The only published studies to investigate PC have been conducted by its developer and the only comparison-based study examines PC against EMDR, the results of which indicate that there were no significant differences between PC and EMDR. The findings of the current cluster case study are based on unique youth and therapist experience, and although communicate perceptions of change, are not generalizable. Purposive sampling of successful cases for a beginner therapist is helpful for identifying issues for further exploration, however, findings need to be viewed with caution. The novice therapist was rated at 6–7 in terms of skill level. In contrast, more experienced and skilled therapists may achieve higher levels of impact. The sample size was small and there was no attempt to standardize assessment in these cases, rather, importance was given to participant experience. All participants were male and findings may not relate to females. The therapist was new to PC and does not represent the approach of an experienced trauma therapist. The rating of program fidelity was retrospective, albeit two months following supervision and therefore open to memory bias. Frequency counts and ranking does not necessarily infer importance of the issues. Finally, the non-inclusion of non-completing youth means the barriers to PC for such youth, have yet to be explored.

Conclusion

This was the first study to introduce PC within a trauma-informed phase model into a secure facility in Scotland. Although PC was delivered by a novice therapist, three youth managed to complete PC and report a range of gains in line with therapy objectives. All youth were able to tolerate PC. Positively, to varying degrees, youth experienced reduced distress and a sense of trauma going into the past. Knowledge and skill were also reported for the therapist along with the development of a trauma-informed discourse in the facility. Implementation, however, was not without its challenges. One youth may need to revisit PC to deal with yet to be addressed trauma and youth requested longer more intensive PC sessions to help contain disturbing emotions. The facility had to balance PC with a pre-existing behavior risk model, and prioritizing therapy time, especially within short duration placements was difficult to achieve. In conclusion, there were sufficient perceived gains by youth and therapist to suggest further exploration of PC in secure facilities. The authors acknowledge PC is but one therapeutic option. There are other promising evidenced-based paradigms that might be utilized.

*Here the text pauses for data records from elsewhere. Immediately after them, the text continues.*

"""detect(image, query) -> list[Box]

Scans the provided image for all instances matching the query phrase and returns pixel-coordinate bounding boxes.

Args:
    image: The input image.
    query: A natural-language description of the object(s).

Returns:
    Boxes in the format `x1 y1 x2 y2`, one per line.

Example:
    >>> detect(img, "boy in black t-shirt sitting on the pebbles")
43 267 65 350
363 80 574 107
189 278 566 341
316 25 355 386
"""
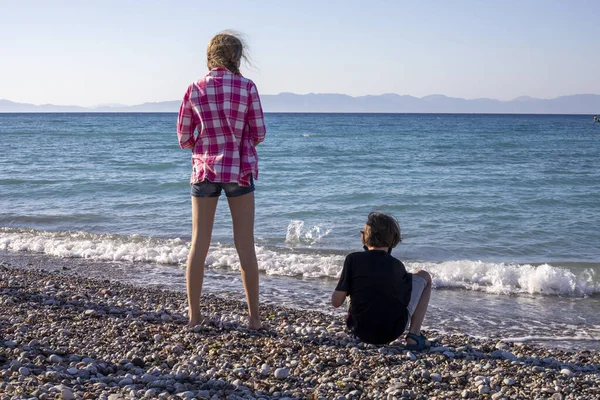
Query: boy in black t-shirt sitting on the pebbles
331 212 431 350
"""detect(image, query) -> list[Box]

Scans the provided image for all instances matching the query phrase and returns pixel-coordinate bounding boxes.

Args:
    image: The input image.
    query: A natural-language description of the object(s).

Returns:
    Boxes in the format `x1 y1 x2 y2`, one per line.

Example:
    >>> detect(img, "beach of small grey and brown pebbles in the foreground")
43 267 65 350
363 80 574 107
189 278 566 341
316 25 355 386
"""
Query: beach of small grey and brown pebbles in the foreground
0 262 600 400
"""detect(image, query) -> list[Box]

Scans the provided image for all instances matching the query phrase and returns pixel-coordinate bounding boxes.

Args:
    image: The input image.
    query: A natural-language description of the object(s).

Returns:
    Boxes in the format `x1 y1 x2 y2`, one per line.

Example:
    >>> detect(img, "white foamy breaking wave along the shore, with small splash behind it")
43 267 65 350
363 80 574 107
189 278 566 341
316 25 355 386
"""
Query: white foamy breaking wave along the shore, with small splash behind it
0 228 600 297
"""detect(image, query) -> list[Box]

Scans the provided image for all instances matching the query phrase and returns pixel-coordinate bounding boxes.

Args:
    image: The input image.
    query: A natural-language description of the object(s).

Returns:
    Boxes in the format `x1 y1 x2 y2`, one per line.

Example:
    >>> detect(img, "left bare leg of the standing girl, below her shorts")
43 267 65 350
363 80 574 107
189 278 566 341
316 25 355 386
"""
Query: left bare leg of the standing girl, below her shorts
186 196 219 326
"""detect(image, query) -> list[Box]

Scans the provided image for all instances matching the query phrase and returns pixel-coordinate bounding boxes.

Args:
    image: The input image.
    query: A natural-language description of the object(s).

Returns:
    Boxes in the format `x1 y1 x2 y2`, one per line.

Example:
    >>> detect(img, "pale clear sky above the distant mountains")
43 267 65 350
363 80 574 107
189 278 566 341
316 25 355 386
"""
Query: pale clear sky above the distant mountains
0 0 600 106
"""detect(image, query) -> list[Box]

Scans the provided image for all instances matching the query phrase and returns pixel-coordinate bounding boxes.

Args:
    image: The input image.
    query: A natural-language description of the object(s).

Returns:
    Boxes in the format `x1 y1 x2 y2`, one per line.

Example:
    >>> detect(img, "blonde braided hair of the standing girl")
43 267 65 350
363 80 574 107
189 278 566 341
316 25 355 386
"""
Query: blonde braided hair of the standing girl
206 31 248 75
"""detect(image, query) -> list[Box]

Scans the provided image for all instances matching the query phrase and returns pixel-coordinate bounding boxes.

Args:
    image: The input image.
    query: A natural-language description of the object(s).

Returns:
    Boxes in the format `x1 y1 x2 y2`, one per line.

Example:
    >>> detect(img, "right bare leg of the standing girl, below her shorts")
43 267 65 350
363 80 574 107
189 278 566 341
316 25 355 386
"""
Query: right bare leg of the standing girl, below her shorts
227 192 262 329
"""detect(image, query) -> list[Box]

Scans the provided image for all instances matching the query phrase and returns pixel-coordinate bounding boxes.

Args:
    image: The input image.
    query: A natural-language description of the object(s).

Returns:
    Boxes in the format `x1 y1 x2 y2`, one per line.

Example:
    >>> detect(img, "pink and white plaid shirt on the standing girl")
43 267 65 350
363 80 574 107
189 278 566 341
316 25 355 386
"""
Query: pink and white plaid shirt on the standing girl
177 68 266 186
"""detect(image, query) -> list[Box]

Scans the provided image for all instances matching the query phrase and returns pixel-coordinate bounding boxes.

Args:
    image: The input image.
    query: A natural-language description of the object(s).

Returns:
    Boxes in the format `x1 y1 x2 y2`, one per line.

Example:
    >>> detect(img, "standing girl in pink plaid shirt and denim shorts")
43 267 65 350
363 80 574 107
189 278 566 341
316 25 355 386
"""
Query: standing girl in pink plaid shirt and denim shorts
177 32 266 329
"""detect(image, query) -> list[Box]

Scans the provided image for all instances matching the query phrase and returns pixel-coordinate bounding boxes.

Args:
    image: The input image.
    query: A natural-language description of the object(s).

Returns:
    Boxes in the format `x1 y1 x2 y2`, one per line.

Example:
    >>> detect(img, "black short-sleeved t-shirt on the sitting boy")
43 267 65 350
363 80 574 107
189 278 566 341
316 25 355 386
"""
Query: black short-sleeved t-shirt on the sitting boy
335 250 412 344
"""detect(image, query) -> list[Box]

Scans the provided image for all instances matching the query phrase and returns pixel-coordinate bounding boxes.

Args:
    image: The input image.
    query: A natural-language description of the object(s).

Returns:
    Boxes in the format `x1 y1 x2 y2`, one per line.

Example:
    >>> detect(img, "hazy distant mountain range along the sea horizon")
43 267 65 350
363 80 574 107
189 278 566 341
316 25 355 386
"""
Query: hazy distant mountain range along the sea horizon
0 93 600 114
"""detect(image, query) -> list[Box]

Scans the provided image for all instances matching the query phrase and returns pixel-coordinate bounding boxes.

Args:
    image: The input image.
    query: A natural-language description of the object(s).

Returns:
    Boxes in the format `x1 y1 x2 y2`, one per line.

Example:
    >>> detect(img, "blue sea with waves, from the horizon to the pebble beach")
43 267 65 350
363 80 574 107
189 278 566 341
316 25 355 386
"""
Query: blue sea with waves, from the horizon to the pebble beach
0 113 600 350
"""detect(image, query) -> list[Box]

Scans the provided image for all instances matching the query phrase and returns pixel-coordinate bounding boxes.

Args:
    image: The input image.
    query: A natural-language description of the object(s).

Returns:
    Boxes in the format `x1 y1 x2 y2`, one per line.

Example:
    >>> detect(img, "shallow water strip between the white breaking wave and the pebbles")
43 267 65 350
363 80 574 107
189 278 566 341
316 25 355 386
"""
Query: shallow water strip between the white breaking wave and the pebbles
0 251 600 351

Recommendations for Practice

The findings suggest therapists should continue to explore the effectiveness of PC for youth who have experienced cumulative trauma and present signs of posttraumatic stress in secure facilities. For facilities to implement PC appropriately, facilities will need to protect therapy delivery time for therapists. Therapists need to establish good relationships with youths, be skilled in PC, and follow treatment protocols. Implementation and evaluation of intensive PC delivery should be considered. Parents are likely to need information on understanding trauma and how to support therapy. In line with youth recommendations, youth need explanation of the purposes and methods of PC, including being alert to the short-term nature of discomfort that occurs as part of the healing process.

Recommendations Future Research

Further research is necessary before recommending PC as an empirically-based therapeutic option, especially among potentially vulnerable populations such as youth in secure environments. All youth and therapist perceived gains in the current study need to be rigorously tested. Any differential response of boys and girls to PC requires examination. The utilization of intensive PC for youth in secure facilities requires robust research. The challenges of therapy for youth, therapists, facilities, and parents, and how these are overcome, needs further study. Case study results suggest the need for rigorous research including large sample randomized control trials and comparative studies with other promising approaches. Longitudinal evaluation is needed to assess maintenance of gains and longer term posttraumatic growth. Future studies need to include experienced therapists and non-completing as well as completing youth. Therapy sessions should be videoed and analyzed for program fidelity.